Copying a 160MB file using scp from a linode server to the NAS using a direct connection to the public IP of the linode server results in speeds about 85 mbps

Running the same scp command using the tailscale ip of the server results in speeds of around 4.7 mbps

Running an iperf server on the NAS and then running the client on the linode server shows this:

Traceroute on Linode side:

Traceroute on NAS side:

Is this just expected due to the NAS being externally shared instead of on the same Tailscale network?

(Sidenote: I tried also sharing the linode server as an external machine with network B at the same time as the NAS was still being shared with network A. That made Tailscale very unhappy and I couldn’t access the NAS at all.)

Wile or immediately after copying a file, run tailscale status - this will tell you if you’re making a direct connection, or being relayed through a DERP server.
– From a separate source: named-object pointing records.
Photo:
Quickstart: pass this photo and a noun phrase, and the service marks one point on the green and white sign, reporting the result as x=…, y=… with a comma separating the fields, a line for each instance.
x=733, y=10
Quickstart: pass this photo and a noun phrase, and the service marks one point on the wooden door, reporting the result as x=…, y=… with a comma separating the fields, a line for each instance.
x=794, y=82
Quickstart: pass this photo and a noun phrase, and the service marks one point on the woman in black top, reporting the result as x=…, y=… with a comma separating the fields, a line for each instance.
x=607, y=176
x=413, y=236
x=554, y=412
If the machines are unable to make a direct connection, the will fall back to a DERP relay, which allows for connectivity, but is not as fast or responsive as a direct connection.
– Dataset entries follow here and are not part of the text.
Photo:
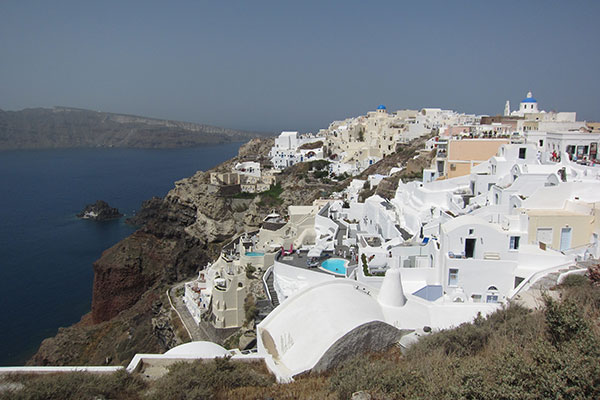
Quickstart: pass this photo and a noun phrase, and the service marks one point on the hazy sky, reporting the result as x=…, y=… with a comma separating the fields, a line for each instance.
x=278, y=65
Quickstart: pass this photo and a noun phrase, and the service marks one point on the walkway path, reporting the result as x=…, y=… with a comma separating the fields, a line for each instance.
x=197, y=331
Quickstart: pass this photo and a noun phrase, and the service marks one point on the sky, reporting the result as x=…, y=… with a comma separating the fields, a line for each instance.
x=280, y=65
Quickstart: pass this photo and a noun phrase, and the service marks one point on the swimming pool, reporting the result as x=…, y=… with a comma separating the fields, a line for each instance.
x=336, y=266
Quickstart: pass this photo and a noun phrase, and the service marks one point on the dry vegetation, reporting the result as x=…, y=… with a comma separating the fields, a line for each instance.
x=513, y=354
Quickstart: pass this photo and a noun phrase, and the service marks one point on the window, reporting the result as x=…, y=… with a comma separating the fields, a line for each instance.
x=491, y=298
x=453, y=277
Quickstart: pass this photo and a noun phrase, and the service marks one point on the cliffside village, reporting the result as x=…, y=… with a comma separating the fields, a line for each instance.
x=508, y=202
This is what I see when I run this on the linode

... linux active; direct 207.109.84.50:41641, tx 122843548 rx 1290371044

So you are getting a direct connection. Something I have seen is that containers and VMs tend to have slower throughput because virtualizing the networking is more CPU intensive, the encryption is also CPU intensive, and that creates a bottleneck.
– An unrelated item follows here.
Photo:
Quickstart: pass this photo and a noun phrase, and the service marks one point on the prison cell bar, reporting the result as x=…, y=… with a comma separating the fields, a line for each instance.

Unfortunately, this is not tailscale specific, as I have done benchmarks against straight wireguard connections and see the same performance hit for VM and containers.

If you’re able to run tailscale on the NAS, rather than in a container, that should help, depending on the resources available on the NAS.

Tailscale already isn’t running in a container, and the cpu usage stays quite low.

I’ve been able to do some more testing. I went to where the NAS is located and put my laptop on the same LAN, then I put both on the same tailscale network as my linode server. So, laptop + NAS on a single LAN, then linode server on a remote LAN, but all three are now part of a single tailscale network.

In the setup I see the following using iperf3:
Laptop to / from Linode: Works great
Laptop to / from NAS: Works great
Linode to / from NAS: Still slow as hell

Tailscale is indicating direct connections in all cases.

I also tried updating Tailscale on both the linode server and the Synology NAS to 20.1 and I still see the same results.

I’d like to gather more information on this so we can track down why it might be misbehaving.

Can you run top on the Synology and the Linode machines during a large file transfer, and keep an eye on the %Cpu id value - see how much that drops on both.

Also, you can try enabling the tun device on your Synology if you have not already. and let us know if that makes a notable difference.